Both products differ in the environment they can run in. OpenShift is limited to Red Hat Enterprise Linux (RHEL) and Red Hat Enterprise Linux Atomic Host. I suppose this limitation is less due to technical reasons, but because Red Hat wants to make supporting OpenShift more viable. This assumption is supported by the fact that OKD also can be installed on Fedora and CentOS.

On the other hand Kubernetes doesn’t impose many requirements concerning the underlying OS. Its package manager should be RPM or deb based - which means practically every popular Linux distribution. But probably you better stick to the most often used distributions Fedora, CentOS, RHEL, Ubuntu or Debian.

This applies for so-called bare metal installations (including virtual machines). It should be mentioned that creating a Kubernetes cluster on that level requires quite some effort and skills (see below).

But this is the age of cloud computing, so deploying Kubernetes on an IaaS platform or even using managed Kubernetes clusters are also practicable approaches. Kubernetes can be deployed on any major IaaS platform: AWS, Azure, GCE, ….

Compared to that there is only a limited selection of OpenShift service providers. OpenShift Online where you get your own projects on a shared OpenShift cluster and OpenShift Dedicated to get your own dedicated OpenShift cluster in the cloud - the latter based on Amazon Web Services (AWS). If you try really hard you also find a few more providers, like T-System’s AppAgile PaaS, DXC’s Managed Container PaaS, Atos’ AMOS and Microsoft’s OpenShift - the latter two only announced yet. Like Kubernetes OpenShift can also be run on the all major IaaS platforms.

Rollout

Rolling out Kubernetes is not an easy task. As a consequence of the multitude of platforms it runs on, together with the diversity of options for additional required services there is an impressive list of ‘turnkey solutions’ promising to facilitate creating Kubernetes clusters on premises ‘with only a few commands’. Most (if not all) are based on one of the following installers.

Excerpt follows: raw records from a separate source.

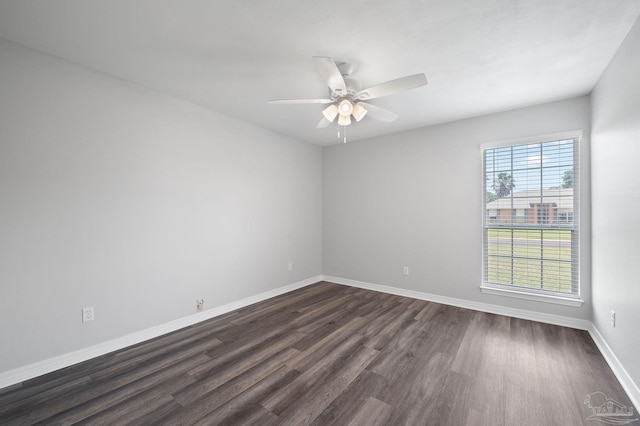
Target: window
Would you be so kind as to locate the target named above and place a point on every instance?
(530, 218)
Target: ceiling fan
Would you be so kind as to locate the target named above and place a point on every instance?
(346, 99)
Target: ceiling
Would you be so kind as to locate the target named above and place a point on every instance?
(479, 56)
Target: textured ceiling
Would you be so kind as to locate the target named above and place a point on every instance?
(479, 56)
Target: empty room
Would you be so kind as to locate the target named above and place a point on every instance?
(417, 212)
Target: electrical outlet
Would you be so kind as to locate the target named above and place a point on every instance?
(88, 314)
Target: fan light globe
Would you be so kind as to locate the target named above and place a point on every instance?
(346, 107)
(344, 120)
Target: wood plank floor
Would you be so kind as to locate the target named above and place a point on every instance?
(331, 354)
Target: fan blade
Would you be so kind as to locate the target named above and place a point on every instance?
(323, 123)
(330, 73)
(392, 87)
(379, 113)
(299, 101)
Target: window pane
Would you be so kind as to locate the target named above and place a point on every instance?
(531, 237)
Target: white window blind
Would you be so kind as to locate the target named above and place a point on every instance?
(531, 217)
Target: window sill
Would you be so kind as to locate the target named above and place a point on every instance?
(547, 298)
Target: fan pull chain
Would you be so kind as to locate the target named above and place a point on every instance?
(343, 134)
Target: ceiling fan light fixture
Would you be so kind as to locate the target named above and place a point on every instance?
(344, 120)
(359, 112)
(330, 112)
(345, 107)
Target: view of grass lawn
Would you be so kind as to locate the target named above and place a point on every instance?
(532, 258)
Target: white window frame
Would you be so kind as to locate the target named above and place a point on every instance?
(569, 299)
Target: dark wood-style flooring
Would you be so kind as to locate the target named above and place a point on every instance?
(331, 354)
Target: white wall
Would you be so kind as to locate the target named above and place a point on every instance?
(117, 197)
(615, 166)
(415, 199)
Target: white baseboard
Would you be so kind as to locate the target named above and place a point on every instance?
(462, 303)
(27, 372)
(619, 371)
(39, 368)
(633, 392)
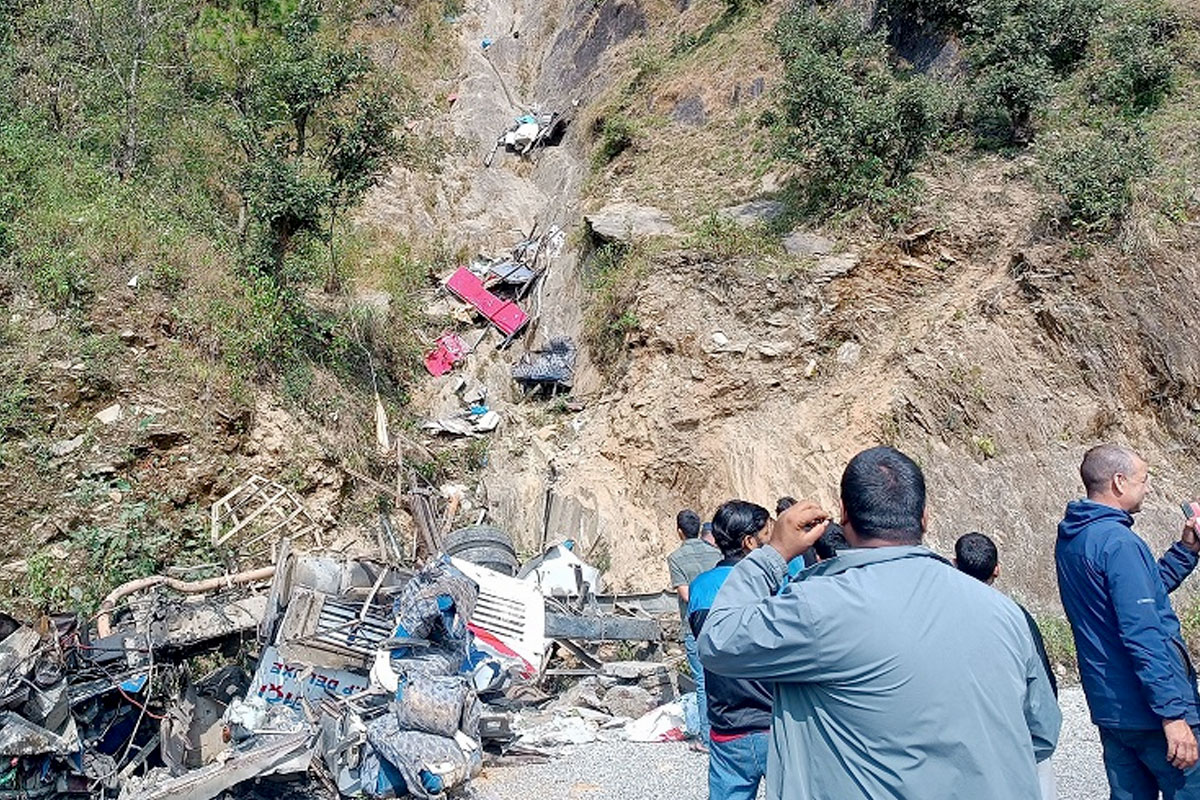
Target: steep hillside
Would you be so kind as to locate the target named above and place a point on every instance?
(971, 330)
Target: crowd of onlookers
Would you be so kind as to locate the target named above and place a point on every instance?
(837, 657)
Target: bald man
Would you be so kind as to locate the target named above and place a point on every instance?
(1139, 681)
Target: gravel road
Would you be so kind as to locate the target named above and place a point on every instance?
(623, 770)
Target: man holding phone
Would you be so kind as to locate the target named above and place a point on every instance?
(894, 674)
(1138, 678)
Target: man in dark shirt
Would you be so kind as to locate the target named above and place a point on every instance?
(738, 709)
(691, 558)
(977, 555)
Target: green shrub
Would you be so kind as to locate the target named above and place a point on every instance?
(1018, 49)
(616, 134)
(612, 275)
(723, 239)
(1093, 170)
(1134, 65)
(1060, 643)
(858, 126)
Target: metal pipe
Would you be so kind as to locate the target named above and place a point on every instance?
(105, 623)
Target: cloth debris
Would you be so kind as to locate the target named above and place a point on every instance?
(551, 366)
(448, 352)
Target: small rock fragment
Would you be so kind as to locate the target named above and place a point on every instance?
(66, 446)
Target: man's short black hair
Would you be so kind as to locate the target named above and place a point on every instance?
(688, 521)
(1101, 463)
(733, 522)
(832, 541)
(976, 554)
(883, 493)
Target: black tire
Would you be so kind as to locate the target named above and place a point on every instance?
(485, 546)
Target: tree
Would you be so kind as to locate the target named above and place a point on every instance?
(856, 124)
(123, 32)
(316, 131)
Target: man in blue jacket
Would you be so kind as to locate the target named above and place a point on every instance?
(738, 708)
(1137, 675)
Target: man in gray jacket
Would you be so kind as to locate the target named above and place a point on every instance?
(895, 675)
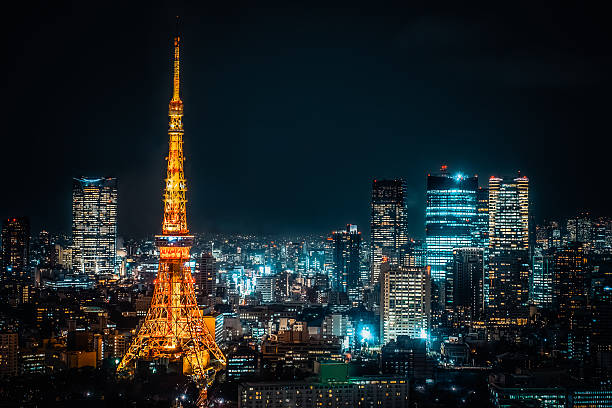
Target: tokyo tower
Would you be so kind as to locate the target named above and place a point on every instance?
(175, 327)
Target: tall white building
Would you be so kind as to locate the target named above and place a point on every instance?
(94, 225)
(404, 302)
(388, 223)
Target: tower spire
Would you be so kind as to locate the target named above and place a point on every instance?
(175, 328)
(177, 64)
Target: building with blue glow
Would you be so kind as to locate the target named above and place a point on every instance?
(450, 222)
(94, 225)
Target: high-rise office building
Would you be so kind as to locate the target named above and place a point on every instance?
(15, 248)
(450, 222)
(507, 275)
(570, 285)
(388, 222)
(404, 302)
(466, 282)
(94, 225)
(345, 245)
(206, 276)
(509, 213)
(541, 279)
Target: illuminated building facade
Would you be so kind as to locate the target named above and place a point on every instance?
(465, 289)
(450, 222)
(345, 247)
(388, 222)
(509, 213)
(94, 225)
(507, 275)
(9, 354)
(383, 392)
(541, 279)
(482, 218)
(15, 248)
(206, 276)
(404, 302)
(175, 328)
(571, 286)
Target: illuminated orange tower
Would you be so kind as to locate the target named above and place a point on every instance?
(175, 327)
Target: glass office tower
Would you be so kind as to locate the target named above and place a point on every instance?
(15, 248)
(507, 277)
(94, 225)
(450, 222)
(345, 246)
(389, 225)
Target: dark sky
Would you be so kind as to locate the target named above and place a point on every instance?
(291, 110)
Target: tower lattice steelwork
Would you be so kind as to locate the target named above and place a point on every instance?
(175, 327)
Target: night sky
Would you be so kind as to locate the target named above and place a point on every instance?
(291, 110)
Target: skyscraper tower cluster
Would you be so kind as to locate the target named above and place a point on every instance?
(477, 264)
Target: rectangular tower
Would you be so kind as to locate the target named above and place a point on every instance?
(467, 281)
(388, 225)
(206, 276)
(94, 225)
(15, 248)
(404, 302)
(451, 222)
(507, 276)
(345, 246)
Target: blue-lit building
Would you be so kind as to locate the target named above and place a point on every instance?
(450, 222)
(345, 257)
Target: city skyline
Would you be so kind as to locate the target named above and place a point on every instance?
(478, 301)
(257, 93)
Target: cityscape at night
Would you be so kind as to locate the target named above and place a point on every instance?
(343, 205)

  • RKE (Rancher Kubernetes Everywhere): Installer of Rancher Kubernetes distribution
  • kops: Installer maintained by the Kubernetes project itself to roll out OpenShift on AWS and (with limitations) also on GCP.
  • kubespray: Community project of a Kubernetes installer for bar metal and most clouds based on Ansible and kubeadm.
  • kubeadm: Is also an installer provided by the Kubernetes project. It’s more focused on bare metal and VMs. It imposes some prerequisites concerning the machines and is less of a ‘do it all in one huge leap’ tool. It can also be used to add and remove a single node to / from an existing cluster.
  • kube-up.sh: deprecated predecessor of kops

OpenShift on the other hand aims to be a full-fletched cluster solution without the need to install additional components after the initial rollout. Apparently it is mainly targeted towards manual installation on physical (or virtual) machines. Consequently it comes with its own installer based on Ansible. It does a decent job installing OpenShift based on only a minimal set of configuration parameters. However, rolling out OpenShift is still a complex task. There is a plethora of options and variables to specify the properties of the intended cluster.

Web-UI

When it comes to administrating the cluster and checking the status of the various resources via a web based user interface you hit one big difference between Kubernetes and OpenShift.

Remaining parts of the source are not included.